I cried sometimes. Being pregnant was a constant reminder that she wasn’t here. I wanted someone who would share the excitement, joy and to be honest-the anxiety that unexpected pregnancies bring. I never talked about my birth with her, but I know I had to be a surprise; after all there is 14 years age difference between my youngest brother and myself. I wanted someone to go shopping for baby clothes with and the free babysitter that I knew she would be. I wanted someone to dress my baby up in ridiculous baby clothes like she did with me and we could argue all over again like good times. It was tough at times, but I thought if my mother made it through tougher times, I too would overcome this.
As Mother’s Day 2012 approaches, I find myself as an Orpan and a Childless Mother. On April 8, 2012, Easter Sunday, I lost my child, Angel Easter, to a terrible illness that occurs during pregnancy known as HELLP Syndrome. If I ever needed my mother it was and is right now. I would have to look in her eyes and see her disappointment that I lost the baby and couldn’t have any more. But also be a witnessed one more time to her faithful love for me and children. I would be rocked in her arms and comforted by our shared pain and loss. I would hear the words that only a mother can give to comfort their daughter.
As I think about my loneliness and desire to have my mother and baby physically here on Mother’s Day, I know it cannot be and I know that I am not alone.

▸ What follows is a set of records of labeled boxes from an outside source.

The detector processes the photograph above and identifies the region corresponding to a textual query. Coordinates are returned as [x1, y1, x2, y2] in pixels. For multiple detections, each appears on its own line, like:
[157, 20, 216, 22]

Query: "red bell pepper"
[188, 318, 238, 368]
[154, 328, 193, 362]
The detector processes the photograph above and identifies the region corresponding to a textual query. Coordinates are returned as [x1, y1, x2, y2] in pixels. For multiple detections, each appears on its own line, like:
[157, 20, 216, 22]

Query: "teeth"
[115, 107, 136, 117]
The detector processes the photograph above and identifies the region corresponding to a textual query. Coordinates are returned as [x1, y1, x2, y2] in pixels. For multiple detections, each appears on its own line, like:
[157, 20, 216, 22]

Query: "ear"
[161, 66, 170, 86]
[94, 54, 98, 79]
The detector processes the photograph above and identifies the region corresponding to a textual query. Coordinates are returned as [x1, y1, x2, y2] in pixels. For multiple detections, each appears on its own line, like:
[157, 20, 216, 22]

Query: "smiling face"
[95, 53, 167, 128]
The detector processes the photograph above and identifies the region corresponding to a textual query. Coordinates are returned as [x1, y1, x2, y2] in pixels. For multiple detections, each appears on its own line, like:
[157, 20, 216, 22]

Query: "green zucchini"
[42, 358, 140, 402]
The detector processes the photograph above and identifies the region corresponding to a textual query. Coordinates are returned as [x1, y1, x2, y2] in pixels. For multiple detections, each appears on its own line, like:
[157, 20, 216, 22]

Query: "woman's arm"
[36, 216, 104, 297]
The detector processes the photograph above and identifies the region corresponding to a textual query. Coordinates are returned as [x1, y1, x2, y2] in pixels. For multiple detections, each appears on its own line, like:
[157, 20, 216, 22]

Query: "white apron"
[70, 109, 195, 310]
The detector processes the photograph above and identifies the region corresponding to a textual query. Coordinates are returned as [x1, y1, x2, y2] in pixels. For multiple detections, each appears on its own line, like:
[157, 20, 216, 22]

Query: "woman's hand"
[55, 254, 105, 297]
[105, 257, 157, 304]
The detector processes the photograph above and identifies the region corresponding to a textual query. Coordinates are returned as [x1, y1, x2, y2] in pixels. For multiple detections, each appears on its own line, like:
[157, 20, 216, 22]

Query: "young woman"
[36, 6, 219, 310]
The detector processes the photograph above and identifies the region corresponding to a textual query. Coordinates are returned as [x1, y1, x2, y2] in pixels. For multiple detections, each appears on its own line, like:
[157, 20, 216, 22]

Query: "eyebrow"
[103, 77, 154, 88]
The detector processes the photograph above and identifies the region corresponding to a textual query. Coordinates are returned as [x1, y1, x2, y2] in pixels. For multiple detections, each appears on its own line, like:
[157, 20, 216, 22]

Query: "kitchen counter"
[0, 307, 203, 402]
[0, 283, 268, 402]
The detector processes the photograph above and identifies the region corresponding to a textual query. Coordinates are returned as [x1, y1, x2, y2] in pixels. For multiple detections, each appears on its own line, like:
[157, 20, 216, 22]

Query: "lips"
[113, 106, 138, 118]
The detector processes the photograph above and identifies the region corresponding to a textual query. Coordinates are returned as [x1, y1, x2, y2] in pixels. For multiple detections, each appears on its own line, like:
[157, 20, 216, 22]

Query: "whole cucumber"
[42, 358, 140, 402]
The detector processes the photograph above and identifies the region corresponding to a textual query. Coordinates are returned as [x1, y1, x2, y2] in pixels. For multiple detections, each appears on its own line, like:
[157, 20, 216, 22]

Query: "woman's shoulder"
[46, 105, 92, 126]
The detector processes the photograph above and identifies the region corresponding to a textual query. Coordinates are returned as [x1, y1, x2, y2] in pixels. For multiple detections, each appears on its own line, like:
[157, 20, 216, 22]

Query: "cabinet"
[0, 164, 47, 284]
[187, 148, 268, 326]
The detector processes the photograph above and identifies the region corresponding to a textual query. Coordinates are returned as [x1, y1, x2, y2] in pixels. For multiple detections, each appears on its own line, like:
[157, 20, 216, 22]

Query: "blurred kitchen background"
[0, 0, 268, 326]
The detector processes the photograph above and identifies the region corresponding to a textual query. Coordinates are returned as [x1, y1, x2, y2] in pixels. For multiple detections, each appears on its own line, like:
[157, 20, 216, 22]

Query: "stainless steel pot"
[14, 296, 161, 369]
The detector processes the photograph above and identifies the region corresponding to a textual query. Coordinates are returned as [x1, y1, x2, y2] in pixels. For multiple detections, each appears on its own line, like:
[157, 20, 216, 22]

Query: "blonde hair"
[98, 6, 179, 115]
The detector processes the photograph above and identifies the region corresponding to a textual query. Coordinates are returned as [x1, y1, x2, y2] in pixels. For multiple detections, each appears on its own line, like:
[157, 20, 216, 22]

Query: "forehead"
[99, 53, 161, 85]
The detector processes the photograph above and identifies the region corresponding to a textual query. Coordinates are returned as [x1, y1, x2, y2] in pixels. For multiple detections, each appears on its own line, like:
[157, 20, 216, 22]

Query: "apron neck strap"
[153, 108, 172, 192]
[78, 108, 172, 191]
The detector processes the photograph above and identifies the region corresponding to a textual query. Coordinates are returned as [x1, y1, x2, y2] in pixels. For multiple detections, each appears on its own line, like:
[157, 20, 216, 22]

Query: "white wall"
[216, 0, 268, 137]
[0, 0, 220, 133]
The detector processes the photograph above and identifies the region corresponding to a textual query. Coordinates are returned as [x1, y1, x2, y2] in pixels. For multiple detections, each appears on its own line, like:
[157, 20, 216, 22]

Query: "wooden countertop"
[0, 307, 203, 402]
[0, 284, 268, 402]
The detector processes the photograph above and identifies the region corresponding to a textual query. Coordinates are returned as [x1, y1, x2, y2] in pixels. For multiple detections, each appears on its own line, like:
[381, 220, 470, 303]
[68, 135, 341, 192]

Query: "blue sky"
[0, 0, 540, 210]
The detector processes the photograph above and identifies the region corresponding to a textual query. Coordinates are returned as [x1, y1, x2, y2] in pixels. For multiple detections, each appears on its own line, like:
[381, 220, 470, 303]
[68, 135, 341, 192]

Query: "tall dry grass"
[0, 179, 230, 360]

To those who have children, expecting a child or never conceived and/or have their parents- throw your sorries out the window-I don’t want it, nobody does. May you simply be reminded of how precious life is. May you know it is okay to talk to us who have suffered painful sudden losses. May you take a step away from the chaos we call life to forgive those who have wronged us and just give love. May tonight you hold your child a little closer. May you send flowers and hugs while we are alive. May you be reminded of what really is important.
To those who feel like orpans, those who have lost a parent or both, to those who sit in shelters and in foster care, may you know that you are loved, may you know that you are being watched over, may you feel the warmth of a mother’s hug and kiss everyday. May she wipe away the tears on you cheeks. May you become the parent you so long for. May you send her a kiss whether you have met her or not or regardless where she may physically be. May you know on this day too, you are being thought of.
To the Childless Mothers, whom often suffer a grief in silence, that have experienced miscarriages, delivered a child that was stillborn and/or had a child that died of SIDS, may you know that you do not suffer alone. May you be reminded that today, on Mother’s Day, you are a mother, may you know that your child is not forgotten, may you know that your child knows that you always and forever will love them. May you be reminded of the joy your child brought to your life, even if it was only a few seconds, a few kicks in your womb. May you know that you deserve flowers and a homemade card with crayon stickmen. May you know that pregnancy and childbirth still is a blessing. May you know that life is beautiful. May you buy yourself something today. May you know on this day, you are special, and that you were, still is, and forever will be, a Mother. Happy Mother’s Day.